By Annabelle Tukia
A long-running bid by conservation groups to stop coal mining on the West Coast's Denniston Plateau went before the Environment Court today.
An Australian company was granted permission for a 150-hectare open-cast mine on a mountain in the conservation estate near Westport last year.
Just six protestors gathered outside the Environment Court to mark the first day of the hearing, which should decide the fate of the Denniston Plateau. Inside, lawyers for Australian mining company Bathurst Resources began by outlining the mining jobs that are at stake.
“The Escarpment mine will generate a significant positive economic impact for Buller District and the West Coast region,” says Buller Coal Limited lawyer Jo Appleyard. “The mine will generate a total number of 251 direct jobs.”

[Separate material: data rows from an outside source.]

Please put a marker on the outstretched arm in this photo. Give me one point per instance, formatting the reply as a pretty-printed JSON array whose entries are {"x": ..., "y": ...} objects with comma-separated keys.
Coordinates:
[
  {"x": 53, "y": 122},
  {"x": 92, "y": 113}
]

Forest and Bird, along with the West Coast Environment Network, appealed to the Environment Court after Buller Coal Limited, the New Zealand arm of Bathurst Resources, got the go-ahead for the mine last year.
The environmentalists say the financial gains pale in comparison to the impact the open-cast mine would have on Denniston's unique landscape.
“It’s a very rare site and because of that it gives rise to important endemic species – native birds and animals and insects and particularly the small life, the invertebrates,” says Debs Martin of Forest and Bird.
Ms Martin says if mining goes ahead, many of those animals and plant life could be lost altogether. But the miner's lawyer told the hearing the environmental impact will be minimised.
“Buller Coal's primary mitigation is to rehabilitate the Escarpment mine through an extensive rehabilitation programme,” says Ms Appleyard. “The goal of that programme is to create an environmental condition that is compatible with the natural landscape.”
More than 40 witnesses will be called during the month-long hearing.